Two Earth-crossing asteroids, 2005 YU55 and 2012 LZ1, sparked headlines in the past year when they made close encounters, and an other asteroids are due to come even closer in the years ahead. The most worrisome space rocks are those that spend much of their time interior to Earth’s orbit, where they can get lost in the sun’s glare. For that reason, the Sentinel mission’s planners want to put their telescope in a place where it can look out toward Earth, with the sun behind it. …

via Asteroid experts plan privately funded Sentinel Space Telescope – Cosmic Log.

Save the Earth! We should not be fighting little wars for oil, we need to unite, to put our world wide combined intelligence and resources toward surviving the next planet killing asteroid.  We are a sitting duck, pretty much defenseless against any aliens that would steer a large asteroid at us.   Remember the warning shot they fired at Jupiter?
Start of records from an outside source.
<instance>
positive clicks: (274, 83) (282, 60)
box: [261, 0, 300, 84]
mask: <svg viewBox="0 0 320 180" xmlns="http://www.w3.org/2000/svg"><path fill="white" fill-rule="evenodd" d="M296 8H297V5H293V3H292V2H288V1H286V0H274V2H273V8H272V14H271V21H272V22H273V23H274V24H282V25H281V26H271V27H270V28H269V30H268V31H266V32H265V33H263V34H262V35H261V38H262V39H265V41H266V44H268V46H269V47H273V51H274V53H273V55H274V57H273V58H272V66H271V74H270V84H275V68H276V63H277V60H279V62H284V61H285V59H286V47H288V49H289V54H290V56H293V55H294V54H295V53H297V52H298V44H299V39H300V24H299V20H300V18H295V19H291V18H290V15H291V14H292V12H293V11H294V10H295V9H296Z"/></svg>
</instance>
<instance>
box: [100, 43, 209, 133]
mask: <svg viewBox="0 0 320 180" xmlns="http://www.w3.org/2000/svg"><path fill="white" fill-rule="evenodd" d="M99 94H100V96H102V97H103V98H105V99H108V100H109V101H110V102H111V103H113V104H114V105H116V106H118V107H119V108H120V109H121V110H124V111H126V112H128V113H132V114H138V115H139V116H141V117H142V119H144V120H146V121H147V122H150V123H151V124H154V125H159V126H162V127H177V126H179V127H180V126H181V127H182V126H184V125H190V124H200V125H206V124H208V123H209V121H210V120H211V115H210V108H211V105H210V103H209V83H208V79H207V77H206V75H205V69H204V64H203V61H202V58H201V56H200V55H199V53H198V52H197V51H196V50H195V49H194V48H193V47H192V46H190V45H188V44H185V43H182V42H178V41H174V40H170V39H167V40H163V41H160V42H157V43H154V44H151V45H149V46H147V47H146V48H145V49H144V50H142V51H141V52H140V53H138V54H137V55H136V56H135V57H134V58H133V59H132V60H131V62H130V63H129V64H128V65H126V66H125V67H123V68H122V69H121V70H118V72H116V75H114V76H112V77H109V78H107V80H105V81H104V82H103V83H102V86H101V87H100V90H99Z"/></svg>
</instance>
“The new Jupiter impact occurred on the anniversaries of the Apollo moon landing AND the Shoemaker Levy comet impact. … 40th anniversary of moon landing, to the day. … 15th anniversary of the Shoemaker-Levy impact, to the day. ” – glp

And what about Radivoje Lajic, whose house has been hit with meteorites six different times so far by aliens ? The message is clear, their aim is perfect and nothing we have yet could protect us.

The near-Earth asteroid 2011 AG5 currently has an impact probability of 1 in 625 for Feb. 5, 2040, said Donald Yeomans, head of the Near-Earth Object Observations Program at NASA’s Jet Propulsion Laboratory in Pasadena, Calif.
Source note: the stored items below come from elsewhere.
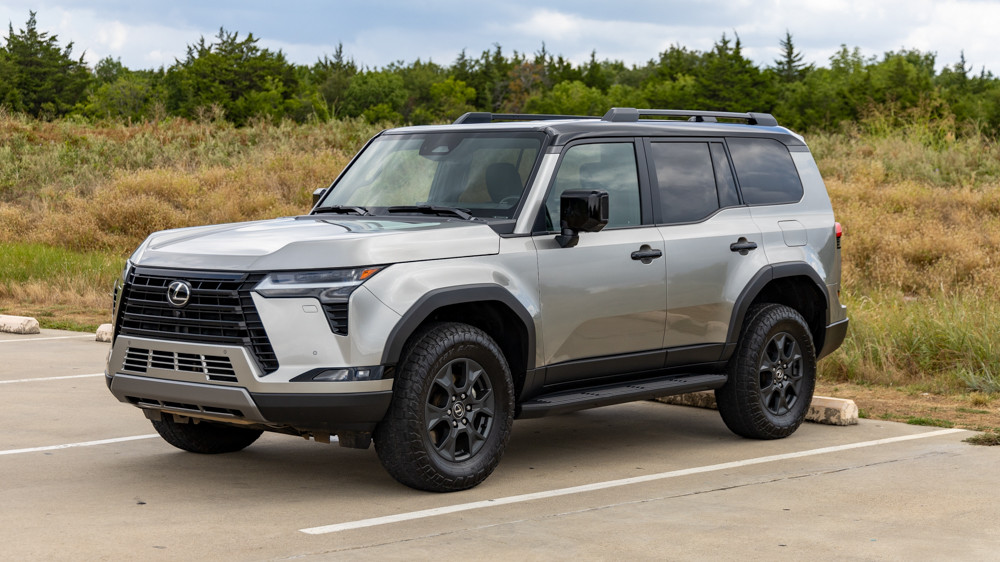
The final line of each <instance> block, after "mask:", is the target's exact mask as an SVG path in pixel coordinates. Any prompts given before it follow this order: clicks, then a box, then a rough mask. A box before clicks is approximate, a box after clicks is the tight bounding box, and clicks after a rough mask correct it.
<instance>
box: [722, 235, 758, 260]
mask: <svg viewBox="0 0 1000 562" xmlns="http://www.w3.org/2000/svg"><path fill="white" fill-rule="evenodd" d="M729 249H730V251H733V252H739V253H740V255H741V256H745V255H747V254H748V253H750V251H751V250H756V249H757V243H756V242H750V241H748V240H747V239H746V238H744V237H742V236H740V239H739V240H737V241H736V242H733V243H732V244H730V245H729Z"/></svg>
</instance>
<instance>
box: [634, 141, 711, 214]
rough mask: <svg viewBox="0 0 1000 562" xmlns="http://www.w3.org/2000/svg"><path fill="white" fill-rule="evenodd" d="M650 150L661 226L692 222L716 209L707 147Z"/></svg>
mask: <svg viewBox="0 0 1000 562" xmlns="http://www.w3.org/2000/svg"><path fill="white" fill-rule="evenodd" d="M650 148H651V152H652V157H653V170H654V171H655V173H656V184H657V187H658V189H659V194H660V220H661V221H662V222H666V223H677V222H695V221H699V220H701V219H703V218H705V217H707V216H708V215H711V214H712V213H714V212H715V211H717V210H718V209H719V195H718V192H717V191H716V186H715V169H714V168H713V167H712V154H711V152H710V151H709V144H708V143H706V142H654V143H652V144H651V145H650Z"/></svg>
This impact probability isn’t set in stone, however. So far, researchers have been able to watch the asteroid for just a short time — the first nine months of 2011 — and the numbers may change after further observation, Yeomans told SPACE.com.
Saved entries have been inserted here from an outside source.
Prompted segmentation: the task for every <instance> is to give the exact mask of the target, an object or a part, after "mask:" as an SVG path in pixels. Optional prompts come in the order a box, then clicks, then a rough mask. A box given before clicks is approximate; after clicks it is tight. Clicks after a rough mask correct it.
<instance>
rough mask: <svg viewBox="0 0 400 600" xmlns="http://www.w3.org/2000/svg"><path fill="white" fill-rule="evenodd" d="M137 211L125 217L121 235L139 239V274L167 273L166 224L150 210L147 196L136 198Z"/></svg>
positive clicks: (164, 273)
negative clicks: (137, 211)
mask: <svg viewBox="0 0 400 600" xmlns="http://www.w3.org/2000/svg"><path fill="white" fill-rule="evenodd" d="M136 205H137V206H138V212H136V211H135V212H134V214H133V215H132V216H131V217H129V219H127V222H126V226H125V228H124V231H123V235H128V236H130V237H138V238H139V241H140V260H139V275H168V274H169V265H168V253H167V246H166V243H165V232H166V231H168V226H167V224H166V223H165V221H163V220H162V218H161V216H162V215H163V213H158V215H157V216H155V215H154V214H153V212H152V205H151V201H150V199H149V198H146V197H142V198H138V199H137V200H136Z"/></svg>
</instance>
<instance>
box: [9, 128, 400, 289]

One in 625 odds sound pretty good, until I consider that the odds of my fiance and I picking each other’s Tarot cards was 1 in 6,084, and that just happened.  Gulp.

It is estimated that an impact would produce the equivalent of 100 megatons of TNT,[3] roughly twice that of the most powerful nuclear weapon ever detonated (Tsar Bomba).  – wikipedia

 

 

 

 

2 thoughts on “Asteroid experts plan privately funded Sentinel Space Telescope

  1. Fred Killer

    I say we quit wasting money and technology by shooting it into space and concentrate on feeding the millions of starving Americans that you’re going to have soon if you don’t stop wasting money and technology by shooting it into space…….

    Besides, for 65 million years and counting, Jupiter has sucked up every G.K. out there so the odds are greater that we would only upset the apple cart and could end up inadvertently sending an asteroid into our planet that otherwise, so far at least, would have missed us.

    What are the odds that we will be hit with another Chicalub any time soon? Are we somehow overdue one? Is there an exact, regular 65 million year cycle that just came round? Even so, there would be a few centuries margin of error, surely?

    Tokyo, in contrast, is well overdue a major earthquake and sits just inside a huge fault line in the bay. It is also radioactive now from the ongoing Fukashima ‘incident’.

    Our own misguided nuclear technology has done more environmental (and genetic) damage than several global killing asteroids already. We just haven’t realised it yet.

    1. Xeno Post author

      Perhaps we don’t have to choose between either millions starving or everyone dying in one big cataclysm. Protecting our world will give everyone a job to do, if we all get behind it.

      Shooting our money into space, as you put it, is just sensible preparedness. Logically: Would you rather feed everyone the seeds you have right now, or plant some of those seeds to grow more food? Only long term planning will see us through.

      Ignoring a real threat and hoping or praying it never happens is a recipe for extinction. Jupiter didn’t save the dinosaurs.

      Nothing we’ve done done in human history could hold a candle to an instant planetary extinction via collision with a mile-wide asteroid moving at 30,000 mph. With the energy of a 1 million megaton bomb it could kill every living thing on earth. If we can spot it and divert it, we must.